As forças militares dos EUA impedirão a passagem de todos os navios que tenham como origem ou destino o Irã, ameaçando interceptar embarcações que naveguem pelo Golfo Pérsico, Golfo de Omã e Mar Arábigo ao leste da rota comercial habitual.
Reações internacionais e apoio de aliados
O Primeiro-Ministro de Israel, Benjamim Netanyahu, comentou que a situação em Irã pode “mudar de rumo em um instante”. Ele expressou apoio à decisão de Trump de impôr restrições na passagem através do Estreito, evidenciando a “constante coordenação” entre os dois países.
Perspectivas e oposição do Irã
Por outro lado, o tenente-coronel Ebrahim Zolfaqari, porta-voz das forças armadas iranianas, denunciou o bloqueio como ilegal, o chamando de “pirataria”. Ele advertiu que a segurança em portos do Golfo Pérsico e Golfo de Omã estaria ameaçada se as instalações iranianas fossem postas em risco.
Desdobramentos adicionais na região
Em meio a esta crise, o grupo Hezbollah solicitou ao governo do Líbano que cancele uma reunião marcada com Israel, prevista para discutir um possível cessar-fogo no país.
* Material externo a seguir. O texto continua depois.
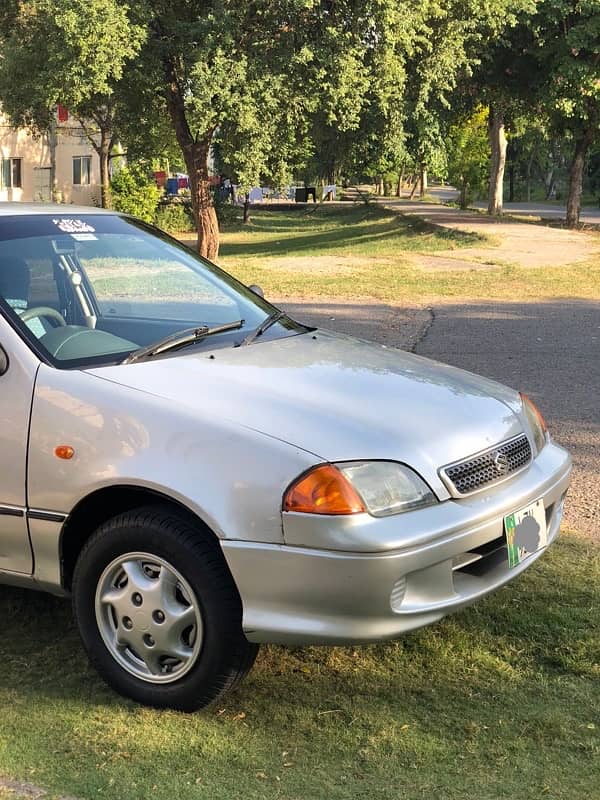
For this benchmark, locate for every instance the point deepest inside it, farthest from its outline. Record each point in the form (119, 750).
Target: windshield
(89, 289)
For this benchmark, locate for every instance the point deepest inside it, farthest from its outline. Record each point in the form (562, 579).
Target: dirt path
(515, 243)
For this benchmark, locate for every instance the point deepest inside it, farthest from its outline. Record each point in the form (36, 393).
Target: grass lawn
(367, 251)
(499, 701)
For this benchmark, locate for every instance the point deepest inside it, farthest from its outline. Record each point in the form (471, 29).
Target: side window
(27, 283)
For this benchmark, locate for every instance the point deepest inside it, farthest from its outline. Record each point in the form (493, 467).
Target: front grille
(492, 466)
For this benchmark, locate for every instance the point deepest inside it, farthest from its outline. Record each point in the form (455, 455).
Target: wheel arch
(103, 504)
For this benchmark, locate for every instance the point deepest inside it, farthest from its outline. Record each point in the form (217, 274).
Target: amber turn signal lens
(535, 410)
(64, 451)
(324, 490)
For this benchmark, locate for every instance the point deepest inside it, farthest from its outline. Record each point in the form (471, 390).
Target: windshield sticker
(73, 226)
(84, 237)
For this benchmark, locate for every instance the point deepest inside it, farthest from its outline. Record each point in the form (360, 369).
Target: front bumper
(415, 574)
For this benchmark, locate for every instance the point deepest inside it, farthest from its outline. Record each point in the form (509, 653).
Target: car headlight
(536, 422)
(381, 488)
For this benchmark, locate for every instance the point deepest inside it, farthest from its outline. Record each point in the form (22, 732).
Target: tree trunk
(104, 154)
(423, 180)
(207, 225)
(498, 160)
(399, 185)
(52, 144)
(195, 152)
(576, 178)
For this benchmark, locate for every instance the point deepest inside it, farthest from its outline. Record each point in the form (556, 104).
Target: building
(25, 165)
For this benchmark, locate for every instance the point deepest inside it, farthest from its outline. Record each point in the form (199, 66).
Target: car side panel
(232, 477)
(16, 388)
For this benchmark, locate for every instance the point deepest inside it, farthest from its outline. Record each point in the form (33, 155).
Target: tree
(469, 155)
(50, 57)
(566, 44)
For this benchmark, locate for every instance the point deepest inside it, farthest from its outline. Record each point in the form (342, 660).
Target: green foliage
(134, 193)
(468, 155)
(175, 217)
(62, 51)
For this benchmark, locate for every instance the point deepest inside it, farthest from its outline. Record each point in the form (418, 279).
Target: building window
(82, 170)
(10, 175)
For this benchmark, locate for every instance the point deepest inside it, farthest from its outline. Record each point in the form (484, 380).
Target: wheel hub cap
(148, 617)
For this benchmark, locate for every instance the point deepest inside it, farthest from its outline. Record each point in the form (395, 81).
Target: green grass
(346, 230)
(499, 701)
(373, 253)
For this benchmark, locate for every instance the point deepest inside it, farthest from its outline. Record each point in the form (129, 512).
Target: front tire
(158, 612)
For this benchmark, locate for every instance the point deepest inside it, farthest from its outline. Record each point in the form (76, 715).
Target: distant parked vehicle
(202, 473)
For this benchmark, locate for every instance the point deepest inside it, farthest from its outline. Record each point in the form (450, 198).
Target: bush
(175, 217)
(228, 215)
(133, 193)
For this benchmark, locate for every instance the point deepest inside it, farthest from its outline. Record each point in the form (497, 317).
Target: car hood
(337, 397)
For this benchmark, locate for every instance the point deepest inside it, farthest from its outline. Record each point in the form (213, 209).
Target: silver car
(202, 473)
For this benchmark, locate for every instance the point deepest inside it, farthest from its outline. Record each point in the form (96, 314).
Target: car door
(16, 390)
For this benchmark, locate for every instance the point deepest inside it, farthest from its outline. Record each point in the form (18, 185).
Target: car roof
(14, 209)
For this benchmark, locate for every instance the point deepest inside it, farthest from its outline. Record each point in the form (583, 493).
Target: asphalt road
(550, 211)
(551, 351)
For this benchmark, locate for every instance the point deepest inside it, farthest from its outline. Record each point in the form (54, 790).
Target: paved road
(549, 350)
(543, 210)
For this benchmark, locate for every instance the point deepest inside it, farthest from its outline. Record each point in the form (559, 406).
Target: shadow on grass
(510, 681)
(546, 621)
(360, 231)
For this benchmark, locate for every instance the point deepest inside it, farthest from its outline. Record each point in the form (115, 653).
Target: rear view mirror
(3, 361)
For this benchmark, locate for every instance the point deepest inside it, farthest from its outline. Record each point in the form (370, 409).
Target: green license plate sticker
(525, 532)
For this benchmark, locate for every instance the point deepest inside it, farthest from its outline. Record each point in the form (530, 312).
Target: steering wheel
(43, 311)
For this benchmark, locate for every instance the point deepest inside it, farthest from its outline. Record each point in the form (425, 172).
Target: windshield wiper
(180, 339)
(264, 325)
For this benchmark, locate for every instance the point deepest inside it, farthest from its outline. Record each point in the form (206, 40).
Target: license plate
(525, 532)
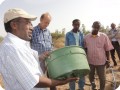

Essa decisão ressalta a fragilidade da situação e a tensão crescente entre as potências da região.
Essa crise no Oriente Médio está em evolução e as reações internacionais continuam a se intensificar, refletindo as complexidades das relações geopolíticas atuais. A situação requer monitoramento contínuo à medida que novos desenvolvimentos ocorrem.